Jessica Hagendorn
Advertising/Marketing Director
Wyn Cooper, a noted poet from Vermont, visited ECC earlier this month as part of the Writer’s Center’s author series. Cooper described his life as one of chance.
“My life has been a series of chance meetings with famous women,” said Cooper of himself. Joanie Mitchell sang at his elementary school. He went to high school with Madonna and his poem “Fun” inspired the song “All I Wanna Do” by Sheryl Crow.
“His poems are always an experience in sensory engagement,” said Rachel Tecza, head of the Writer’s Center, to a nearly full auditorium of almost 30 students and instructors. “Another thing he’s noted for is his precision of observation.”
“At home, your wife frowns, thinking you’re drunk. So you stand on a chair on one foot and juggle three apples until she leaves the kitchen,” Cooper read from his poem “Opal Wyoming.” Lines like this one, set into mostly serious pieces, mark Cooper’s work.
“Good fences, good neighbors, good day to die, and good riddance too, nasty old coot,” Cooper shared from a poem titled “Frosting” that bashed fellow poet Robert Frost.
Cooper shared 10 to 15 poems from his books The Way Back and Postcards from the Interior. Cooper and his partner Madison Smart Bell have made two CD’s based on Cooper’s work. Several of them have been aired on prime time shows like “Scrubs,” “The Unit” and “Men in Trees.” He played one song, based on the poem Postcard from a Painting, at the reading.
Only the first half hour was spent on the reading. The last half was a question and answer session for the students. Student George Stenitzer wanted to know of any tricks Cooper had for starting poems.

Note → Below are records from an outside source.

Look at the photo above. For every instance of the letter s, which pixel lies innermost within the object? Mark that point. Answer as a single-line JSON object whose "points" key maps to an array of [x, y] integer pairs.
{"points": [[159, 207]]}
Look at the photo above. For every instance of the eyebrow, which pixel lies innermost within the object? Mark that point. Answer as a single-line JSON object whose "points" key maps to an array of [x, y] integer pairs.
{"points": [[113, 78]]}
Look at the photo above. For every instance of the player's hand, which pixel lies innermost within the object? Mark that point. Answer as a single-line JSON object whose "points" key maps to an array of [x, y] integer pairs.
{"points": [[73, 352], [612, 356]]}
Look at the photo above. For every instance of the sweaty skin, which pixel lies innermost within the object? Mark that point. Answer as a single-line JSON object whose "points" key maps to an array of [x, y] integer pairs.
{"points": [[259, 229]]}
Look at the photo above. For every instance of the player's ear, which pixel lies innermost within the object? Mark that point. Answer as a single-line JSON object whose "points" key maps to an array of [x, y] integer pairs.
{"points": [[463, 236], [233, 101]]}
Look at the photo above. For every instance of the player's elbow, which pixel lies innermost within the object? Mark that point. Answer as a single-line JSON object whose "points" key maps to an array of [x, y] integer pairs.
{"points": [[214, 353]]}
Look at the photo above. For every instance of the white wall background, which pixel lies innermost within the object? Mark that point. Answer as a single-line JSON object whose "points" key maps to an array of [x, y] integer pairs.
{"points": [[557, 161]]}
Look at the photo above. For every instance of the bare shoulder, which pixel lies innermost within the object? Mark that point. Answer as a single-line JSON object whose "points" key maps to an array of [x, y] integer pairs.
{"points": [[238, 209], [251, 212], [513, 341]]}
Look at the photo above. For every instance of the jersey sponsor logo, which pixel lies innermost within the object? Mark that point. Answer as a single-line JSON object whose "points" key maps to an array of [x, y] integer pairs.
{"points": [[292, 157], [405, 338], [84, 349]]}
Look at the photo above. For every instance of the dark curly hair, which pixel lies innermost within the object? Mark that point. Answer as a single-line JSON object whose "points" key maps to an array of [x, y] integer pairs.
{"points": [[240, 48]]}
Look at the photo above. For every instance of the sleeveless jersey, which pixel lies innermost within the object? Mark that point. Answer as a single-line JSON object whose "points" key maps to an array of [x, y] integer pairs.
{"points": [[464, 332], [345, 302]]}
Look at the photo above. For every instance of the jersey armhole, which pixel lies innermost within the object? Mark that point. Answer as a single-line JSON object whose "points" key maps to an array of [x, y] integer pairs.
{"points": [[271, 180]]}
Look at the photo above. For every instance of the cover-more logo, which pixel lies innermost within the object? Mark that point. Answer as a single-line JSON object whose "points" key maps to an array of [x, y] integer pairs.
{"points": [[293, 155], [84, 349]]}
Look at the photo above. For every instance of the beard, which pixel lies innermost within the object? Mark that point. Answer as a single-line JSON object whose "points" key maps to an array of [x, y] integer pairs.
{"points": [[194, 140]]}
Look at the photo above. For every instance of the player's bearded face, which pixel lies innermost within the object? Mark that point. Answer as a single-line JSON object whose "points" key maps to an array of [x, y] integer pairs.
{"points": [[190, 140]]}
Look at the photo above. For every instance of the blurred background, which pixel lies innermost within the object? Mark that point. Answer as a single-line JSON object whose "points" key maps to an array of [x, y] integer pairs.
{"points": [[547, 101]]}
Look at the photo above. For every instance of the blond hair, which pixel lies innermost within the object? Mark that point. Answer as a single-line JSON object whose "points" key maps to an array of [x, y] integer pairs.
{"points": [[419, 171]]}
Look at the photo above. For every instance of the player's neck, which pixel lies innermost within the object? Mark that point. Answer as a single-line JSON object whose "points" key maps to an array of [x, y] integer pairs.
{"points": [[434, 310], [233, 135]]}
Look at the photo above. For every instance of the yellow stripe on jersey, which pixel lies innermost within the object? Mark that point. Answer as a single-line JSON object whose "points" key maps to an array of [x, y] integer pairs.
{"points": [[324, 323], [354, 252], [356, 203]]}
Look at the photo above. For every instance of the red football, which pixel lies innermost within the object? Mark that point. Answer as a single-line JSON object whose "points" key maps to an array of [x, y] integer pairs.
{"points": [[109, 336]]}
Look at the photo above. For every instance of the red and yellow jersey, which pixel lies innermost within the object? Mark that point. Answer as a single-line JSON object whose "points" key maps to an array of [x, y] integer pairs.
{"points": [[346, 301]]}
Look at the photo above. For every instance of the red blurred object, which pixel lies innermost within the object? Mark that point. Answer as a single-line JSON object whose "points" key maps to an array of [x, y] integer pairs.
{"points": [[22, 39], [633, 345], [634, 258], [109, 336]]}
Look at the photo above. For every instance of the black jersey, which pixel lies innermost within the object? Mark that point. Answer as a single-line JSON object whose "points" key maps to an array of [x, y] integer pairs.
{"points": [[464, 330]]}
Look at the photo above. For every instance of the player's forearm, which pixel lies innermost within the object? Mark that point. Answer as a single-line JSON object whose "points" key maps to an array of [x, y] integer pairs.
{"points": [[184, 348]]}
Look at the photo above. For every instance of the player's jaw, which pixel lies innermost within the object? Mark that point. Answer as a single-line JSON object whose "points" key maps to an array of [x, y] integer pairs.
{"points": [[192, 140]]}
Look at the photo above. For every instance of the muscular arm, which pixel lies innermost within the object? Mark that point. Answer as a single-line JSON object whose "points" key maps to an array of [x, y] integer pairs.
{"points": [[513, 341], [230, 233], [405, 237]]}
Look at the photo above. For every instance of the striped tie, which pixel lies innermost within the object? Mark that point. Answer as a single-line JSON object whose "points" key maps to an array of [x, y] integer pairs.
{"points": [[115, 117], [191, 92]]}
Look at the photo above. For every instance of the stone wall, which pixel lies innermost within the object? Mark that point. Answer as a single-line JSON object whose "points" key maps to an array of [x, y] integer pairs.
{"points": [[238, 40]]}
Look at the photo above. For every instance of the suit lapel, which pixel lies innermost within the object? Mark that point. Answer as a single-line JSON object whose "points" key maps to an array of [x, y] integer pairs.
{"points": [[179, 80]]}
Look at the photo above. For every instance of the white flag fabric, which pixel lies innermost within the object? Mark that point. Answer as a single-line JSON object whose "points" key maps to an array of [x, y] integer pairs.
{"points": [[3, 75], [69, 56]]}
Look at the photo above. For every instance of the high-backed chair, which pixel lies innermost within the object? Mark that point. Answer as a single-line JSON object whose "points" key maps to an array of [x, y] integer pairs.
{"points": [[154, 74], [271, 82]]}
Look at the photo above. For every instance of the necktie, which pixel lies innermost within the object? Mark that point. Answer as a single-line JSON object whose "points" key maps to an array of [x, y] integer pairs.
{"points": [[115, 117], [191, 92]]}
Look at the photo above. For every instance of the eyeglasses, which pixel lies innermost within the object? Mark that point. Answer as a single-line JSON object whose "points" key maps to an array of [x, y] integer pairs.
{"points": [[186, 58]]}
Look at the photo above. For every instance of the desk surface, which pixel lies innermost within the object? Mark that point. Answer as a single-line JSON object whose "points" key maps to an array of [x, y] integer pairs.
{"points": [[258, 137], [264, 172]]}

“As you’re driving down the street, write down the names of streets,” said Cooper. "I just mean anything. Anything can work.”

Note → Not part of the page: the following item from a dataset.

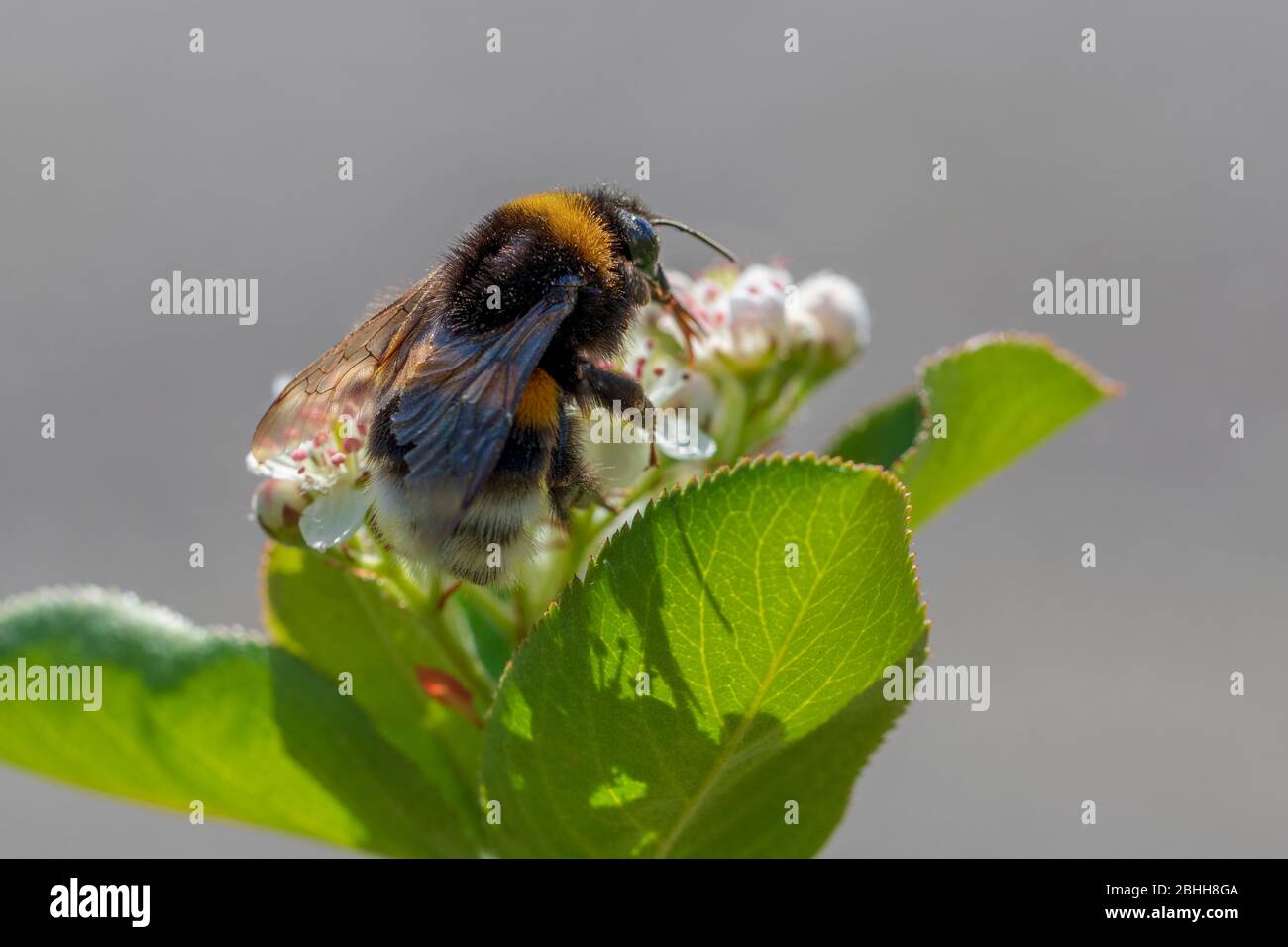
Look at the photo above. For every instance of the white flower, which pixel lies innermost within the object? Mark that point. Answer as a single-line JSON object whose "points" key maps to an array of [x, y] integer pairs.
{"points": [[317, 488], [831, 311]]}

Another suggestion he had was just to pick a word out of the dictionary. That’s how he wrote his poem Gaposis, by looking it up to see if it was a real word. He found it in the largest of his five dictionaries.
Cooper also suggested having someone come up with a title, or having a friend pick six random words, three nouns, two adjectives and a verb, to start with. He wrote three sonnets--14-line poems-- based on a dictionary’s pronunciation key. He went through the key and used every example word in order. Cooper titled them “Pronunciation Keys.”
“If I’m writing a poem and I know it’s crap, I just keep writing because you never know--the last line might be a good line,” said Cooper.